MS: I guess, from the point of view of making art – from artist to artist and making art – the thing that was most important to me about Chamberlain was that he confirmed a lot of what I felt I knew but was not sure of, because of my age and inexperience. As a young artist, I mean, to be asked to come work for him was kind of an honor in and of itself. He had seen some of my work – I was doing assemblages at the time with geometric shapes that actually, are akin to my recent brush stroke works. It was kind of an acknowledgement, and he felt that because I worked the way I did, I would understand his process. But going into and working in this huge studio, 18,000 square feet, and assembling many, many pieces at once and doing a lot of the preliminary treatment of parts and things like that, well, it was an incredible experience.  So, I think I learned in a sense, how important it is to seriously respect material and your process in the most profound way  – giving it the most honor, I guess I would say – that you can.
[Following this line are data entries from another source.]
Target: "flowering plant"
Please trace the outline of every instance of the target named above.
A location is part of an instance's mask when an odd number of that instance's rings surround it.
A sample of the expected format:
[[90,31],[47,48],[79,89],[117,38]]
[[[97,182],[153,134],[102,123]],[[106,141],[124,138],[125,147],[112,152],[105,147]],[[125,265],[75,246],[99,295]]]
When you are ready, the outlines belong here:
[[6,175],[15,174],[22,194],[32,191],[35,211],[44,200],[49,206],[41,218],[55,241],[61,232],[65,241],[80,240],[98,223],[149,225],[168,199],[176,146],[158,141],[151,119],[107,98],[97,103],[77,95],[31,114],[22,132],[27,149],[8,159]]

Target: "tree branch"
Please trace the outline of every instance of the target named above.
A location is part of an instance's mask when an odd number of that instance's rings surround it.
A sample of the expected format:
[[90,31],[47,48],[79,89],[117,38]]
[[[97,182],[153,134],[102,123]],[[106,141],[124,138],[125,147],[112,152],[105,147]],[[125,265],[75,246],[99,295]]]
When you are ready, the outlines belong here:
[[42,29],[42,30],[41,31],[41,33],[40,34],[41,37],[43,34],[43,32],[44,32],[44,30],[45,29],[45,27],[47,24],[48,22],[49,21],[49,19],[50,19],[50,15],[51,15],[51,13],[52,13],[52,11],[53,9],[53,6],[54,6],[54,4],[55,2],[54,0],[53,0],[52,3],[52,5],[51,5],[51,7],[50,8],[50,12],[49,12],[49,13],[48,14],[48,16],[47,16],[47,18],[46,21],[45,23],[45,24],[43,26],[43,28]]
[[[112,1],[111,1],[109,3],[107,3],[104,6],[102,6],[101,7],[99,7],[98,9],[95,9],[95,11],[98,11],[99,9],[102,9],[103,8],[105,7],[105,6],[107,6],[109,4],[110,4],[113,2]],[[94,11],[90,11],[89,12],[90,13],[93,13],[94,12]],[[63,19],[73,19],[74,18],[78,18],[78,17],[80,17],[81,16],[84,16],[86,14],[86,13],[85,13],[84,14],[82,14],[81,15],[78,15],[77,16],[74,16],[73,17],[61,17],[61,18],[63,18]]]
Working with John just kind of showed me that this one thing you have to do.

Mike Solomon, studio assistant to John Chamberlain, 1980.

CB: You’re getting ready for a museum show next year. Do you have any thoughts? Will it be in the same line of what you’re doing now or will you do something different?

MS:  Well, I will continue doing larger versions of the resin work like the most recent work, Point, 2017, but I do tend to push forward after a few years of working with a material. I have a number of ideas that I have not executed yet that relate very much to what I’ve been doing but are in a different media. And I have drawings for pieces that would be installations as well, so we'll see how things go in the studio. One step is linked to the next.

"Mike Solomon: Immediate Splendor" is on view at Berry Campbell Gallery, 530 W 24th Street, New York, June 1 to July 8, 2017.